Bai Jian-Fei, Yasumoto Kento, Kano Taichi, Maruoka Keiji
Department of Chemistry, Graduate School of Science, Kyoto University, Sakyo, Kyoto, 606-8502, Japan.
Current address: Suzhou Research Institute of LICP, Lanzhou Institute of Chemical Physics (LICP), Chinese Academy of Sciences, Lanzhou, 730000, P. R. China.
Angew Chem Int Ed Engl. 2019 Jun 24;58(26):8898-8901. doi: 10.1002/anie.201904520. Epub 2019 May 24.

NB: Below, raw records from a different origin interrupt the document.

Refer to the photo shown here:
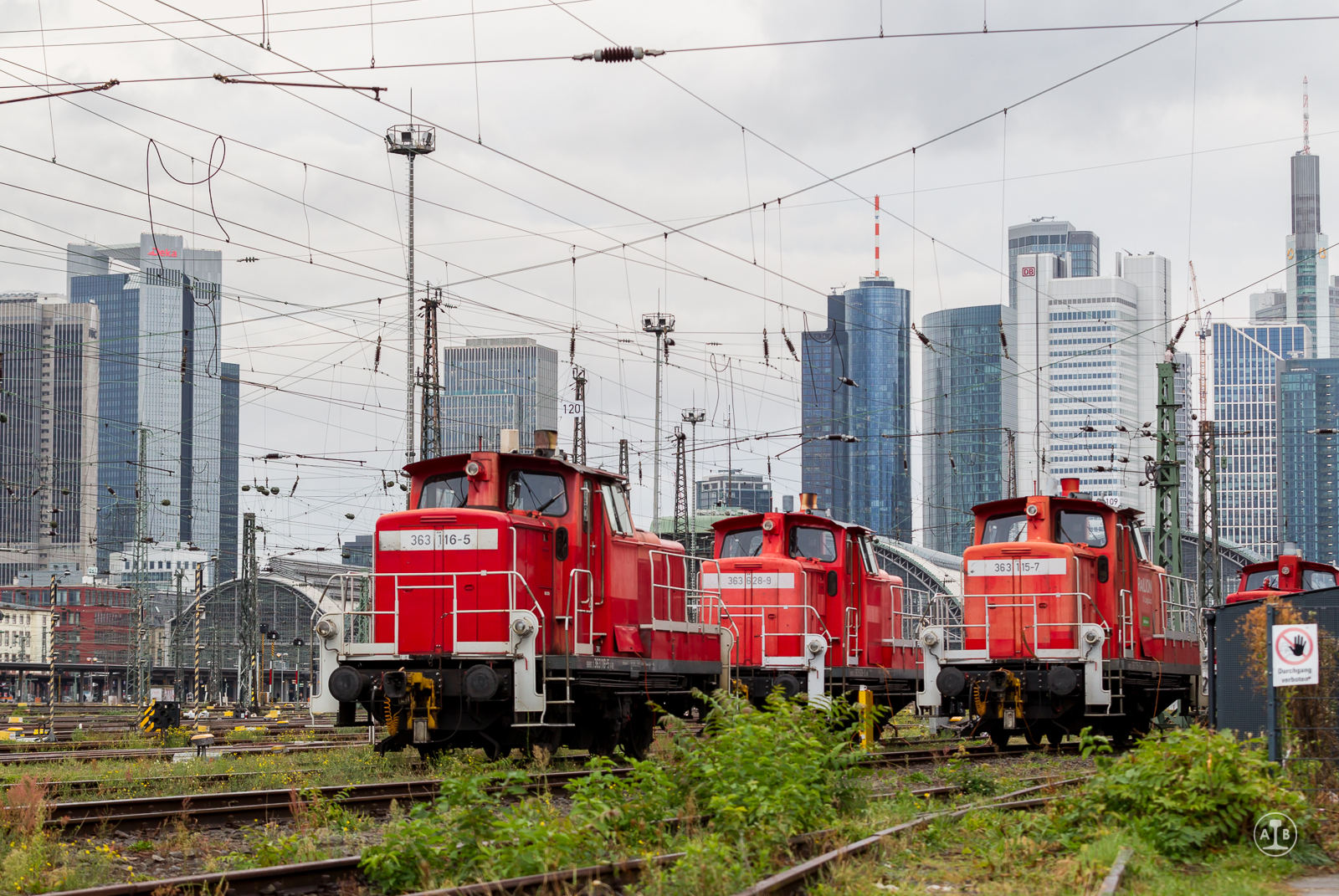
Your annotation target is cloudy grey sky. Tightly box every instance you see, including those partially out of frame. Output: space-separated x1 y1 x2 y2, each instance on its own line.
0 0 1339 550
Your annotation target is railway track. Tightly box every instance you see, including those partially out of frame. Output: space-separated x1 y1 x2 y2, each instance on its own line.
49 773 1086 896
45 767 632 834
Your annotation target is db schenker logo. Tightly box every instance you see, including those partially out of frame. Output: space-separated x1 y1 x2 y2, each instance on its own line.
1254 812 1297 858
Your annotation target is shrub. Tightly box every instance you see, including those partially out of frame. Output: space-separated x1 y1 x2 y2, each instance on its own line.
1055 727 1307 858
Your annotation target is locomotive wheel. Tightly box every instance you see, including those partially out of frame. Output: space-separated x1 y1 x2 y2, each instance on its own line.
618 707 656 760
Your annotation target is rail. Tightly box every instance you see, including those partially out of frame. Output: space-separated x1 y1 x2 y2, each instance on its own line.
944 591 1111 662
332 569 545 656
1158 572 1201 642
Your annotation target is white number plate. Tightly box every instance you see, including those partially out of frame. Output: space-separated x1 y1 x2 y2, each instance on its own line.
967 557 1069 576
701 572 795 591
377 529 498 550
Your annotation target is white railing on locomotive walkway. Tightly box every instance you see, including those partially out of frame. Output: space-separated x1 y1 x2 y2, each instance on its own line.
1154 572 1201 642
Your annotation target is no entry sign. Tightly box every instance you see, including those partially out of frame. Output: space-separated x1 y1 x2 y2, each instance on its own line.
1270 622 1321 687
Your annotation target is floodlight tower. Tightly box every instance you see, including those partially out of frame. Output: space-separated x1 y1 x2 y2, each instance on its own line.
386 125 437 506
641 310 674 526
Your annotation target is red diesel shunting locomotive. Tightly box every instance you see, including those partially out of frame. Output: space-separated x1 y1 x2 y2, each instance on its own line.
703 494 919 713
317 431 730 757
1228 541 1339 604
917 479 1201 743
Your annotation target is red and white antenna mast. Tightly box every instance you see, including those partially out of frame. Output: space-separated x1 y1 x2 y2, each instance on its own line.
875 196 879 277
1301 75 1311 155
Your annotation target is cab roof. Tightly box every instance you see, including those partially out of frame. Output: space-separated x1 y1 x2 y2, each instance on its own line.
711 510 875 535
403 452 628 482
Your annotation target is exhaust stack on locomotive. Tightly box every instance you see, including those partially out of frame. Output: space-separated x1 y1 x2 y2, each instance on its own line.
316 444 730 757
916 479 1200 743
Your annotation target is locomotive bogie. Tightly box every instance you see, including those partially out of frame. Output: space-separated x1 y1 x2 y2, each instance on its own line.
708 513 917 713
916 481 1201 742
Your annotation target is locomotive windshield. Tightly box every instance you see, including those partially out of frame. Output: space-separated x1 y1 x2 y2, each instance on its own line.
721 529 762 560
982 513 1027 545
506 470 567 517
1243 569 1279 591
855 535 879 573
600 482 636 535
1055 510 1106 548
790 526 837 562
419 473 470 510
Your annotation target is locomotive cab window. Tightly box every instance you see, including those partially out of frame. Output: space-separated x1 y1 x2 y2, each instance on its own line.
1244 569 1279 591
855 535 879 576
790 526 837 562
418 473 470 510
1301 569 1335 591
506 470 567 517
982 513 1027 545
721 529 762 560
1055 510 1106 548
600 482 636 535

A highly enantioselective synthesis of 1,4-enynes is described that proceeds through an organocatalytic reaction between propargyl alcohols and trialkenylboroxines. Our strategy relies on acid-mediated generation of the carbocationic intermediate from propargyl alcohols followed by enantioselective alkenylation with trialkenylboroxines. A range of chiral 1,4-enynes were obtained in moderate to good yields with high levels of enantioselectivity. Use of a highly acidic chiral N-triflyl phosphoramide catalyst, which has two distant Lewis basic oxygen atoms, was found to be crucial for both high reactivity and selectivity in the present reaction.
本文描述了一种1,4-烯炔的高对映选择性合成方法,该方法通过炔丙醇与三烯基硼酸酯之间的有机催化反应进行。我们的策略依赖于酸介导的炔丙醇生成碳正离子中间体,然后与三烯基硼酸酯进行对映选择性烯基化反应。一系列手性1,4-烯炔以中等至良好的产率和高对映选择性得到。发现使用具有两个远距离路易斯碱性氧原子的高酸性手性N-三氟甲磺酰基磷酰胺催化剂对于本反应中的高反应性和选择性至关重要。